Numerous large-scale seagrass mortality events have been documented in Western Australia, driven by a range of stressors such as industrial and coastal development [64,65,66,67], climate-related marine heatwaves [62,63], and overgrazing [65,66,68]. These events have catalysed rehabilitation efforts [69,70,71] and highlight the need for accurate baseline mapping and cost-effective seagrass monitoring. In this study, we evaluated a suite of remote sensing indices and identified four that performed best for predicting seagrass cover in a moderately deep (6–22 m) temperate coastal embayment. Using these indices, we mapped seagrass distribution within and adjacent to the WAEGAF, providing information that supports EBFM and ongoing third-party stewardship certification. The methodology prioritises simplicity and automation, enabling rapid applications by managers or stakeholders for routine cost-effective monitoring or post-disturbance assessments, an approach that may have potential for broader applications.

5. Conclusions

This study identified a set of spectral indices derived from Sentinel-2 imagery that allowed for the detection and quantification of moderately deep (6–22 m) seagrass habitats within a temperate Western Australian embayment.
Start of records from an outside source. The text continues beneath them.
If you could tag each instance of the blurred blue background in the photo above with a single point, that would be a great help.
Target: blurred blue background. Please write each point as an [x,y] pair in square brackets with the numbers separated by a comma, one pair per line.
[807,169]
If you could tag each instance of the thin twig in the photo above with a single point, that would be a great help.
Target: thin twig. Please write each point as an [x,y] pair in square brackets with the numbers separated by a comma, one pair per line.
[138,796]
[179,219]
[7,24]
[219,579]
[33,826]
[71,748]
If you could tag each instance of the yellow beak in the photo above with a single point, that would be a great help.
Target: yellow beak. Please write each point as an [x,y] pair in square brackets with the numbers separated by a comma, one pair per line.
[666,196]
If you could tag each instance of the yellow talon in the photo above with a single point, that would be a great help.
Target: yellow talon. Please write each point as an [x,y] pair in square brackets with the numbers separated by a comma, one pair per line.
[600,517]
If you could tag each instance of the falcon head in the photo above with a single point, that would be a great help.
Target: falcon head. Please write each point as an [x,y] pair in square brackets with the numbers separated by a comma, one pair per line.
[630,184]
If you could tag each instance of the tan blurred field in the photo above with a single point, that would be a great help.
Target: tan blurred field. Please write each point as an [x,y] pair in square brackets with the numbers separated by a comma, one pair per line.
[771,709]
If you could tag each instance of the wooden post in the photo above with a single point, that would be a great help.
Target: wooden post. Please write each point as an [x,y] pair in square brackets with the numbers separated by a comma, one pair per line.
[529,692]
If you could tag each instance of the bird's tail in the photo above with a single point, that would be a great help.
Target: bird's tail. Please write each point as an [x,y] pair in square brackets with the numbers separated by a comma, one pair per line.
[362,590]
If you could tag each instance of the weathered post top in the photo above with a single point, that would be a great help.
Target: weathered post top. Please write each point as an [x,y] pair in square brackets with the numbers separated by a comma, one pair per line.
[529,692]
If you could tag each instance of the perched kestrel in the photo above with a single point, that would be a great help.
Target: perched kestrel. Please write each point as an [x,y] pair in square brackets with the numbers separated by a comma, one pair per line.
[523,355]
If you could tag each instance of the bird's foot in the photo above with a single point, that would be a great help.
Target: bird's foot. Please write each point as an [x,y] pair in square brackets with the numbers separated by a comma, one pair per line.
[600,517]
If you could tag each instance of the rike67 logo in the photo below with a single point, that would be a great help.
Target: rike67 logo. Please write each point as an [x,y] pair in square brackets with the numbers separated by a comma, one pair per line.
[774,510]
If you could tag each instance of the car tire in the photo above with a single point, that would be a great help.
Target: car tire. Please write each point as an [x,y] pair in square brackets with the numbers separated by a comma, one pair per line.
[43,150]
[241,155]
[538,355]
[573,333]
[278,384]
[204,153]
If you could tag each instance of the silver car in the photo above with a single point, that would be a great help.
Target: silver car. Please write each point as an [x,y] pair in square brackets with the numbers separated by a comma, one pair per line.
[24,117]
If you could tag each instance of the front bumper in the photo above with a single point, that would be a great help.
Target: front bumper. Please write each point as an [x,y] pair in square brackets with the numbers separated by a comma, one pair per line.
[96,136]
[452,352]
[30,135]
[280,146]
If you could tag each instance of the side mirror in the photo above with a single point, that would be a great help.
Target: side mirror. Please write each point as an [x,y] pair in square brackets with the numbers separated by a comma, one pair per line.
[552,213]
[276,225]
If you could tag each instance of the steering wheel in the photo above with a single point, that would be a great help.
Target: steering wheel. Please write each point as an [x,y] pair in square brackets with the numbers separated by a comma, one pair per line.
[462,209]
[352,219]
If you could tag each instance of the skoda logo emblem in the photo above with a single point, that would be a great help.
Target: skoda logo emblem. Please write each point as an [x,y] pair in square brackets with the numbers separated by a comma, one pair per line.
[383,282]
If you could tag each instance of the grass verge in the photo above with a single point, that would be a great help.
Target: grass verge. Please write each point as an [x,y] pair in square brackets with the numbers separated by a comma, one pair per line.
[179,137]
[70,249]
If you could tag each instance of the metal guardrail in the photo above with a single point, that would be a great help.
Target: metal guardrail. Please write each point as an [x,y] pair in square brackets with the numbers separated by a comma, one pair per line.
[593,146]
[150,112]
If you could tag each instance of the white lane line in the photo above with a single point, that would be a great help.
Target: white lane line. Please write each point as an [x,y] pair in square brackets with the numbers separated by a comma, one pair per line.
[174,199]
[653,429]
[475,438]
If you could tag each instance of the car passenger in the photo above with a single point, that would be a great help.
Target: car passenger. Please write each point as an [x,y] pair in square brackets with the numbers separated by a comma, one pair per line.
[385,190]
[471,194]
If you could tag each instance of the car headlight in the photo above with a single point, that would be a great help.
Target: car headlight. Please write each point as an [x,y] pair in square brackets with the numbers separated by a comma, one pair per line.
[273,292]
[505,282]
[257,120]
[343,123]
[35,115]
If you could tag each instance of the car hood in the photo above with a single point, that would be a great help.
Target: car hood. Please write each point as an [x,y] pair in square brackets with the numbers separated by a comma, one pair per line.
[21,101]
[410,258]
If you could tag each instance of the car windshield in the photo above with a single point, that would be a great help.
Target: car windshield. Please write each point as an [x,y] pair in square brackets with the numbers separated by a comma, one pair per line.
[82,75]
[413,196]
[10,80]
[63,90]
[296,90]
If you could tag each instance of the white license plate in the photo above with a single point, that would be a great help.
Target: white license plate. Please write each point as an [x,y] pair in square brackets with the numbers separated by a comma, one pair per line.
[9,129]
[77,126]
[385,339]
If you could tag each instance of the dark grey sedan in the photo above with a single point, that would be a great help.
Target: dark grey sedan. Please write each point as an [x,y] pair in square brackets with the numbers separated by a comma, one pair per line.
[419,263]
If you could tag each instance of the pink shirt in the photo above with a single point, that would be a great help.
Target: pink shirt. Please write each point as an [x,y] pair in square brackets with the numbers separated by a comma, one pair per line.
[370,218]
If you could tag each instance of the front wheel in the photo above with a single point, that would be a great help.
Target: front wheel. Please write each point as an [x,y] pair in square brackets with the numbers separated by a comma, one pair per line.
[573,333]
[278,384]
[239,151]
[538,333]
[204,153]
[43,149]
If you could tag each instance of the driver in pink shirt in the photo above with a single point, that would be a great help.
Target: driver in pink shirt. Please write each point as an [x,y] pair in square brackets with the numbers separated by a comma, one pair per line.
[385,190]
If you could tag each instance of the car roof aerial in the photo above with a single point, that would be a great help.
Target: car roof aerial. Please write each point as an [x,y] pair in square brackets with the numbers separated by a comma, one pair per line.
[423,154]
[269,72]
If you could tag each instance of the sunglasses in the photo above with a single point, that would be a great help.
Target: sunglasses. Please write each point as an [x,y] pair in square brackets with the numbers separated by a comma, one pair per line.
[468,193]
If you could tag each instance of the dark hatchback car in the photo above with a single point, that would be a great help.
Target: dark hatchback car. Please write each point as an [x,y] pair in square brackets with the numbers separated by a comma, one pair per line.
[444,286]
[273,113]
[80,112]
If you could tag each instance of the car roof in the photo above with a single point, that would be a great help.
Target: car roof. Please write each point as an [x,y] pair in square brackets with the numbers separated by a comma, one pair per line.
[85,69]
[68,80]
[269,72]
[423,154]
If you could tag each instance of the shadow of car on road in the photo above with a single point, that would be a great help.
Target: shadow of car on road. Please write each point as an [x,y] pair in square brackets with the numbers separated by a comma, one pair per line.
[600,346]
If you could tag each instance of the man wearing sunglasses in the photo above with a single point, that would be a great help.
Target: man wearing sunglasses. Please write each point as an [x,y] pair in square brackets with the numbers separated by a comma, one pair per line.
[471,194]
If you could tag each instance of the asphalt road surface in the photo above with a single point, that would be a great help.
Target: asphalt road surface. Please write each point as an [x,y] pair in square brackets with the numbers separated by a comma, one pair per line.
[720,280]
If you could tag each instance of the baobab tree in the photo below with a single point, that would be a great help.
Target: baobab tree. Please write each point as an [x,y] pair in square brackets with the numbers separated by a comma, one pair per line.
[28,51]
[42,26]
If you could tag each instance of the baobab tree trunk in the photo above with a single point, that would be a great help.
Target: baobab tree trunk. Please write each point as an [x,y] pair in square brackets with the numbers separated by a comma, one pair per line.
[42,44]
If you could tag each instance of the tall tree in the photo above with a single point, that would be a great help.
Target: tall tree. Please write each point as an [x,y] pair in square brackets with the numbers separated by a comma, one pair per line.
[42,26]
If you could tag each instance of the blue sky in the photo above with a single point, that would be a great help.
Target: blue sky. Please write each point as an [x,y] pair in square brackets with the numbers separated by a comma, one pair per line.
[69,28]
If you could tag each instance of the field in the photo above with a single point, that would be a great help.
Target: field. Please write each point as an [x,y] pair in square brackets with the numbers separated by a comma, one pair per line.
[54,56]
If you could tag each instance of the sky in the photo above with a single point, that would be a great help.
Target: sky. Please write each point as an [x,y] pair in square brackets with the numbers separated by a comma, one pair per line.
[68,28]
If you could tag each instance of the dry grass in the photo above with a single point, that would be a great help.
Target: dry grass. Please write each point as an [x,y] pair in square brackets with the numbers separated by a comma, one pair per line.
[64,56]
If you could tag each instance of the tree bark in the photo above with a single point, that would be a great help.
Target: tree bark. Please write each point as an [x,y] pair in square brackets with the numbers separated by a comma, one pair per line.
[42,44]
When integrated into Random Forest classification and regression models, these indices produced reliable maps of seagrass distribution and cover that were consistent across the Western Australian Enhanced Greenlip Abalone Fishery area of operation and adjacent reference areas. The workflow, which combines ready-to-use satellite products, automatic image annotation, and cloud-based processing, offers a rapid, repeatable, and cost-effective method for generating habitat information critical to ecosystem-based fisheries management and third-party stewardship requirements. More broadly, this approach may provide a practical framework for aquatic resource managers to perform routine monitoring and post-disturbance assessments in other temperate coastal systems.